Nous sortons à une minute d'écart. Le Président regarde sa montre et déclare : "Sortie 15h08 !".

Puis, après un instant d'hésitation : "1508 ? Ne serait-ce pas cette année-là que Raphaël a commencé l'Ecole d'Athènes ?

L'érudition présidentielle est vraiment prodigieuse, mais là je commence à avoir du mal à voir où il veut en venir et je crains le pire. Il n'y a aucune chance que j'arrive à trouver sur lequel des cinquante-huit personnages il a bien pu trouver un détail piquant. Tout au plus, je peux dire qu'au centre Platon montre le ciel et Aristote le sol.

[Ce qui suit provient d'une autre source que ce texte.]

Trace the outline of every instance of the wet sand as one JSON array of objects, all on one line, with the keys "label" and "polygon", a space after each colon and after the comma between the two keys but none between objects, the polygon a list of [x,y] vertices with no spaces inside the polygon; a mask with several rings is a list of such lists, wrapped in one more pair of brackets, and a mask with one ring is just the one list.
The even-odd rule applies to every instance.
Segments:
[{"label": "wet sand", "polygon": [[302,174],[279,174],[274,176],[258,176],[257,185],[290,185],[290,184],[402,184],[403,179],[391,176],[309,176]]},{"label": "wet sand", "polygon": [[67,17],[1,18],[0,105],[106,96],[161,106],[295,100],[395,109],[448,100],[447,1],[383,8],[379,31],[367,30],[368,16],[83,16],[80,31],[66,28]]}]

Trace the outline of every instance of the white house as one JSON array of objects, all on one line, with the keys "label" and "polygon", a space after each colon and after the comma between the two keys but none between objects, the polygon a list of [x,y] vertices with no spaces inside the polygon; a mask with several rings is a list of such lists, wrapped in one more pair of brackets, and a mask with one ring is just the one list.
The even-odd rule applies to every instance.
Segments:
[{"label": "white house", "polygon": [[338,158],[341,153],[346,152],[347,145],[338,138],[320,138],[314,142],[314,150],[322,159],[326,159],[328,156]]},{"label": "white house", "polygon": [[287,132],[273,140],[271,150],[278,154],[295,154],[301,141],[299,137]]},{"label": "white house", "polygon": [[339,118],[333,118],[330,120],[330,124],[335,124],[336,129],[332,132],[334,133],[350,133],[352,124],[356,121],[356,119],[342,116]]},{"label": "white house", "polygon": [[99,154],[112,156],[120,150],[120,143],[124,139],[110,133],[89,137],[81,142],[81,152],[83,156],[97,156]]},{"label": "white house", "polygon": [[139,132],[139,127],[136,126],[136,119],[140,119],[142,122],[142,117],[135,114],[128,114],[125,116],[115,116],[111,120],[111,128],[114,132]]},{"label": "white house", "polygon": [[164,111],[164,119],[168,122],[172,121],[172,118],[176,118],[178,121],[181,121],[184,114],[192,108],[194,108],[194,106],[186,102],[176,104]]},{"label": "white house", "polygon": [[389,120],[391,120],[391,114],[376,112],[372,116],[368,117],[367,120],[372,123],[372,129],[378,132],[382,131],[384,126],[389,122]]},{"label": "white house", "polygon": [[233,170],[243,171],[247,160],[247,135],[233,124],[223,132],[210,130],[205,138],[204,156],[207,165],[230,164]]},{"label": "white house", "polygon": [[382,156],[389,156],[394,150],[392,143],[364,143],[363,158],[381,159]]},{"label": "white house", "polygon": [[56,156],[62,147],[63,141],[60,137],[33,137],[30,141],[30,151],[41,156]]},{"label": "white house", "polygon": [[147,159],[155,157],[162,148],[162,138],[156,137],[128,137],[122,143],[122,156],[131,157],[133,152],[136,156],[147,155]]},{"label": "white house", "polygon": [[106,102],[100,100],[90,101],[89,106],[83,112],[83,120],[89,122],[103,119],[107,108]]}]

Heureusement, au bout d'une demi seconde qui semblait éternelle, la lumière se fît. Il ne fallait pas chercher un détail dans la fresque. Le Président voulait juste rappeler qu'une reproduction en tapisserie des Gobelins a été placée en 1879 dans un certain lieu pour que certaines personnes n'oublient jamais que l'Ecole d'Athènes les regarde.

La finesse de vue Présidentielle est implacable. Décidément, le Président ne rigole plus !

Histoire de détendre un peu l'atmosphère, je ressors la moitié de bouteille et les verres cabossés. Le mien fuit aussi maintenant, nous sommes à égalité. Le vin est cette fois franchement secoué, mais nous le boirons quand-même.